Lincoln Center Canopies – Glass Supporting Steel

Date: 25 January 2012
Copyright:
  • GPD Conference

Date: 25 January 2012

The canopies are a composite construction between both steel and glass, leaving no element without stress or structural function.

The steel without the glass would have little lateral stability, and would not survive a wind storm. The overhead glazing was developed into a 30m long lateral beam using a series of unique but simple point fitting connectors. A glass "knee" structurally connected the two halves of the pier. A number of special technical problems were required to be resolved because of the rigid attachment of steel to glass, including the relative thermal movement of the dissimilar materials. Designed in collaboration with Diller Scofidio & Renfro Architects, the structure is an architectural feature of the Lincoln Center development.





Introduction



The canopies at the Lincoln Center in New York City are both functional entry ways as well as aesthetic features of the campus. The canopies is a glass and steel composite structure, where the glass is part of the load path for both dead and live loads. They formed the centerpiece of 2010 Fashion Week that was held at the Lincoln Center.

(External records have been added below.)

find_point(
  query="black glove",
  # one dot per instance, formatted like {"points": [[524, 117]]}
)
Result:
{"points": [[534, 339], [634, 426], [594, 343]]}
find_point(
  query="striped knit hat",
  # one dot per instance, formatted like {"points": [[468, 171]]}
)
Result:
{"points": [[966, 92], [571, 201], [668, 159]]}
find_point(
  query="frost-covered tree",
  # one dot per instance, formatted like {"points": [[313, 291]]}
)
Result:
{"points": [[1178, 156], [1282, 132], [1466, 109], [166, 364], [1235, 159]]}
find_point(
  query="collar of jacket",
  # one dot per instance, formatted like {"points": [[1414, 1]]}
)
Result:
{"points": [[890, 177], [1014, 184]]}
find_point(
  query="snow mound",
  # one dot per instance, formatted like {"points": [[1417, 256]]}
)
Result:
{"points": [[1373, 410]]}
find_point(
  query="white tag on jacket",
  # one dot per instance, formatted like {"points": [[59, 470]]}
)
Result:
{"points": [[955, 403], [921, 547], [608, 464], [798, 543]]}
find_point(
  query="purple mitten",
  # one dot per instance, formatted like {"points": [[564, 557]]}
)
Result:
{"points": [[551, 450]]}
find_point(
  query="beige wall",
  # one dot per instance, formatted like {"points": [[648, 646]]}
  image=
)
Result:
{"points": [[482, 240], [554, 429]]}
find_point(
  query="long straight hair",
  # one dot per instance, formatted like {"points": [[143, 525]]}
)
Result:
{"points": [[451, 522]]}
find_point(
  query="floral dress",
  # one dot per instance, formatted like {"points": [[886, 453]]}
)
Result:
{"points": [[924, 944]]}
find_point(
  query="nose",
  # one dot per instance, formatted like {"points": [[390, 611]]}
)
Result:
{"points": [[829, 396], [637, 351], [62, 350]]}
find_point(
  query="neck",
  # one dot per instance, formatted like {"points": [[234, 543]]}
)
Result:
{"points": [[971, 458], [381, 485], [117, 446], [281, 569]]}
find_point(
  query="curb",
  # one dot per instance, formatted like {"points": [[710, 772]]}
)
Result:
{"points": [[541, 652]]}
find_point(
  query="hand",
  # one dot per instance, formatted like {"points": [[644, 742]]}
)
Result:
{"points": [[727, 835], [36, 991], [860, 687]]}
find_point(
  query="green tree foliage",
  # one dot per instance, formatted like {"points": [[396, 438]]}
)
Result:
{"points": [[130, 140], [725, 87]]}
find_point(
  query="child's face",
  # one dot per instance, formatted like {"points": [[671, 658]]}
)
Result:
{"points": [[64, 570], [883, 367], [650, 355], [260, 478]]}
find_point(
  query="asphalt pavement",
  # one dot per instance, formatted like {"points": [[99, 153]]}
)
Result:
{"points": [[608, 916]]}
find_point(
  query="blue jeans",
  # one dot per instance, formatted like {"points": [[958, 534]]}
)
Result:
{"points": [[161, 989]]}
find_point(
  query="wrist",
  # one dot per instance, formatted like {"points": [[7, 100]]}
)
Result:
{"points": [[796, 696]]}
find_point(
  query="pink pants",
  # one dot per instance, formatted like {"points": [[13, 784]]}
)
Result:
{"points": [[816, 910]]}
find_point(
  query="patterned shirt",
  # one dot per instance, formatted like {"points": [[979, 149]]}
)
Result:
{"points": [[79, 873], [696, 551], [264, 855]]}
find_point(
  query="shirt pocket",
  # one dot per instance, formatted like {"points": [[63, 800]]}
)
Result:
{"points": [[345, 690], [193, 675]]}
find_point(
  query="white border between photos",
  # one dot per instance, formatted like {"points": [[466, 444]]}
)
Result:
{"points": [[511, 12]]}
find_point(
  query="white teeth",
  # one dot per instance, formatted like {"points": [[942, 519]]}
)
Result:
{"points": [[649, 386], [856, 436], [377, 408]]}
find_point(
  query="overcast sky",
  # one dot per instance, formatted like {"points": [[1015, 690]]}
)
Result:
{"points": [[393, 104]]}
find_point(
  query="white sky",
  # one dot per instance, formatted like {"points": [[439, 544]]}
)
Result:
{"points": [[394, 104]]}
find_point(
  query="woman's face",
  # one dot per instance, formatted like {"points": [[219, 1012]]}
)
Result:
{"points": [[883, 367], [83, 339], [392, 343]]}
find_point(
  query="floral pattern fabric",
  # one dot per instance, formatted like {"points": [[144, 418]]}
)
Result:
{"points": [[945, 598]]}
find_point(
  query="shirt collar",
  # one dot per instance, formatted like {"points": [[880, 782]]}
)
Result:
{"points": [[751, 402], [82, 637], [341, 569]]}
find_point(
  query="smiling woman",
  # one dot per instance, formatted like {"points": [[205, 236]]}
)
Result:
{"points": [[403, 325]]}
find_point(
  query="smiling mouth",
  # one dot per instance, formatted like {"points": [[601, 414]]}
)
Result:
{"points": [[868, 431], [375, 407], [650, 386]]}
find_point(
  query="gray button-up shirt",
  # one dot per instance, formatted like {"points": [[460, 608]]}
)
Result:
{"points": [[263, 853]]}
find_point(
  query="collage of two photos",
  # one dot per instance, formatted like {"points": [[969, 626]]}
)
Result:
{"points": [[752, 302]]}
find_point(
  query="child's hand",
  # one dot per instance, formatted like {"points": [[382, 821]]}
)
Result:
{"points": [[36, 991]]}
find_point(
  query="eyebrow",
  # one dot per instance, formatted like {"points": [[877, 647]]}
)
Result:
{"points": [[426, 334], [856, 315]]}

The overhead glazing provided lateral strength for the structure, and the two halves of the pier were held together with a glass knee.



Precedent structures leading up to the development of this canopy were the Brooklyn Academy of Music Canopy and the Klein house. The glass forms the tension element in a derrick crane type structure, and was completed in 2007. The Klein house features glass walls that hold up the roof. Both of these projects included glass supporting steel, provided valuable lessons for the design of the Lincoln Center canopies.





Figure: Finished structure





Figure: Finished structure   





Figure: Brooklyn Academy of Music Canopy. Overhead glazing is in tension to hold up the steel frame.





Klein house





Load paths



The canopy beams were cantilevered from the piers by 11.6m with a backspan of14.0m, and laterally braced by the overhead glazing. The pier was split into two halves, with each half working compositely with the other because of the connection through the glass knees.





Figure: Glass knee holds two halves of the pier together





Lateral system



Figure: Plan view of canopy. Glazing forms part of the lateral system.





Aeroelastic Performance



The structure is relatively stiff in the vertical horizontal directions, though it relatively flexible in the torsion mode. Its first natural frequency is 2Hz in the torsion mode. Additionally, its cross section is comparable to that of a suspension bridge, and there was some concern about the vortex shedding causing the bridge to become aerodynamically unstable in the torsion mode, in a similar manner to the famous Tacoma Narrows Bridge collapse in the 1940’s.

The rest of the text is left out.